The CPI(M)'s vice-like grip on all aspects of a person's life, including his
social life, in rural Bengal has bred ill-will and turned many into silent
opponents of the party. At the grassroots level, party leaders and workers have
become a highly corrupt lot. Their high-handedness and arrogance has alienated
large sections of the people. Also, the fact that the party, and the state
government it leads, has done precious little to develop rural Bengal and its
economy has only recently dawned on the poor folks and this realization has,
naturally, turned them against the Left. At many places, informal understandings
between the opposition parties also caused upsets for the Left. The neglect of
Muslims, as brought out in the Sachar Commission report, was driven home to the
minorities very effectively by Jamiat-e-Ulema Hind.

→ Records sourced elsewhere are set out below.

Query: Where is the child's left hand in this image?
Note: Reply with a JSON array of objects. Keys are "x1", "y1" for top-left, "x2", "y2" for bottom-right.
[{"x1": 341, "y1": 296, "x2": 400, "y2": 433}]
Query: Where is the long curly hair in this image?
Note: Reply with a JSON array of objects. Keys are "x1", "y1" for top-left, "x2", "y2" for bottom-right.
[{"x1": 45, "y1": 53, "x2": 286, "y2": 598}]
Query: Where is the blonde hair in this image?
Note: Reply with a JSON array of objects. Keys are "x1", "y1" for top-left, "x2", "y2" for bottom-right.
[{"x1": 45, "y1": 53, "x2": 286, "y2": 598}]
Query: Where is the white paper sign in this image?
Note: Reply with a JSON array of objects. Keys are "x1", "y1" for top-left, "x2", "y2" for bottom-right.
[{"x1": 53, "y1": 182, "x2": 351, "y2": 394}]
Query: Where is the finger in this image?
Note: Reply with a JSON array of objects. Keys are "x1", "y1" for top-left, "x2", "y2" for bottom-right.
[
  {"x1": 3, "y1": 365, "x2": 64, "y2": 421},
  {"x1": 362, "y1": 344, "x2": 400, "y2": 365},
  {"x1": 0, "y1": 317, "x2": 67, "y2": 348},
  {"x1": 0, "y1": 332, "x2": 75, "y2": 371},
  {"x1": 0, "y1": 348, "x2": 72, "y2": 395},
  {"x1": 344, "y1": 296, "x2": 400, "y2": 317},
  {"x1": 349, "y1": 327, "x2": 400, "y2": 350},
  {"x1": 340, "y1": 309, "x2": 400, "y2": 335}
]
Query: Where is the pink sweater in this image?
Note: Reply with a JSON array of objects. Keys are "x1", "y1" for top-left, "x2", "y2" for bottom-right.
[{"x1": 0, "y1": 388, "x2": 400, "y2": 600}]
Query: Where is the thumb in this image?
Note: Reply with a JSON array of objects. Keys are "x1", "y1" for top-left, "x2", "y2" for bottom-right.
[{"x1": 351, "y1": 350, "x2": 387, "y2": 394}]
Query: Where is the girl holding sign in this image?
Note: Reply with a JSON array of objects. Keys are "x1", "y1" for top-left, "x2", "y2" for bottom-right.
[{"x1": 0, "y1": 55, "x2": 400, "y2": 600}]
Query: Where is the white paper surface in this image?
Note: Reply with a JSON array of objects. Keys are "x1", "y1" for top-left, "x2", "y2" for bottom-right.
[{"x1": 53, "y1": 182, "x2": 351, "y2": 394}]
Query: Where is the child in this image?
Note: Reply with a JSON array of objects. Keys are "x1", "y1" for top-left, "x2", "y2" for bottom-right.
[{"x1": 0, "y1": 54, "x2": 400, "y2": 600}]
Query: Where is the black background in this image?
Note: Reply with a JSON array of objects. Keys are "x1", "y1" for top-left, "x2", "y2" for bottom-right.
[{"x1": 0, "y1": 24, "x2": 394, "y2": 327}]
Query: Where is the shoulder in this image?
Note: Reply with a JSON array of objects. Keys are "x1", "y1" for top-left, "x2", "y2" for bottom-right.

What, then, will be the immediate fallout of the panchayat elections? For one, the state government will go very slow on acquiring land for a slew of industrial, commercial and housing projects, especially in North and South 24 Parganas districts and East Midnapore. A number of projects that involve acquisition of farmlands would, most probably, be shelved. Chief Minister Buddhadeb Bhattacharjee will face stronger opposition from the junior partners in the Left Front government, especially the RSP and Forward Bloc, in his unbridled pursuit of industrialisation and policies like entry of big chains in the retail sector. The opposition would also be bolder and challenge Bhattacharjee on many fronts, including industrialisation. The Chief Minister would, thus, lose his USP and would have to face the ignominy of seeing his pet industrialisation drive suffer even as other states surge ahead.
However, all said and done, though the results point to a definite trend of the masses getting disillusioned with the Left (read: the CPI-M), a lot would depend on how the opposition, especially the Trinamool, conducts itself from now on. If Mamata behaves responsibly and shuns her impulsive and destructive ways that have alienated many of her supporters in the past, and if she works towards a tie-up (even an informal one at the grassroots level as had happened in some places this time) with the Congress, there would be some hope for drawing the curtains on this uninterrupted Left Front rule when the Assembly elections are held three years from now. That is, however, assuming that the CPI(M) doesn't mend its ways and doesn't beat the opposition and all those who voted against it this time into submission in the intervening period.
Given Mamata's track record of irresponsible behaviour, senior Congress
leaders' deep complicity with the CPI(M) (they've been scuttling opposition
unity moves to help the CPI-M win elections) and the CPI(M)'s own reputation for
effective 'damage control', chances are that Buddhadeb's smiling visage would be
plastered all over the front pages of newspapers after the 2011 Assembly polls.
The 2008 panchayat elections would have then been relegated as a minor
aberration in the Left's eighth successive win in Bengal's Assembly elections.